Figure 1 shows how most institutions group, with many taking less than a few person-days, but some taking quite a bit more. For the sake of presentation, we have filtered one institution that reported a team of 12 people spent 20 hours together (240 hours!).
Another view of this shows the individual responses in decreasing time spent (again, filtering the one outlier):
A related question that comes up is: “Does it take more time or less time to complete an assessment a second time?” We only have data on this from a dozen institutions, but we see two patterns that reflect stories we have heard from different participating institutions:
- Some teams dive in the first year, and then treat successive assessments as updates, allowing them to move through the Capabilities Model more quickly.
- Other teams take a more cursory view the first time and then do a more thorough analysis when they repeat their assessment in a later year.

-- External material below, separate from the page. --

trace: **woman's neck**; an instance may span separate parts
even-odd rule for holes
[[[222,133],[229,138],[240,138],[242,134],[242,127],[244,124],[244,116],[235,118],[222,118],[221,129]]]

Figure 3 below shows the data for institutions that reported their time investment for successive assessments. Some completed assessments in all three years, and others just did two assessments. The first eight institutions generally follow the first pattern with decreasing work needed over time and the last four follow the second pattern of increased labor the second time through. Institution 1 seems to do both, increasing substantially from 2020 to 2021, and then decreasing from 2021 to 2022.
In general, the time it will take your institution depends in part upon your organizational model:
- If your institution has a fairly simple or centralized organizational model, you may be able to assemble a small team and answer the questions in short order.
- If your institution has a distributed or federated model of service support, it may require a bit more discussion to pull together the appropriate groups, and develop a shared mental model of how those groups work together to support research.
A second factor in the time required relates to how you are using the RCD Capabilities Model as part of your strategic planning:
- If your goal is a simple information gathering exercise, it may be sufficient for an RCD team lead to do a relatively quick pass through the RCD Capabilities Model, and just ask a few questions of others (or just use estimates/educated guesses) for specific questions.
- If you are using the tool as part of a broader RCD strategic planning process, you may draw together expertise from a range of groups (e.g., including HPC systems folks, Data Librarians, Information Security analysts, and others), and use the RCD Capabilities Model questions as a starting point for more in-depth discussions of service models and how teams collaborate to support research.
Your goals may fit somewhere between these two examples. Naturally, the second approach can take quite a bit more time, but many institutions report that they got considerable value from these longer discussions, as different teams learned more about what their partners were providing and how they might better collaborate.
In the end, you can decide how long it takes to complete an RCD Capabilities Model assessment, and in general, you will get as much out of the assessment as you put into it!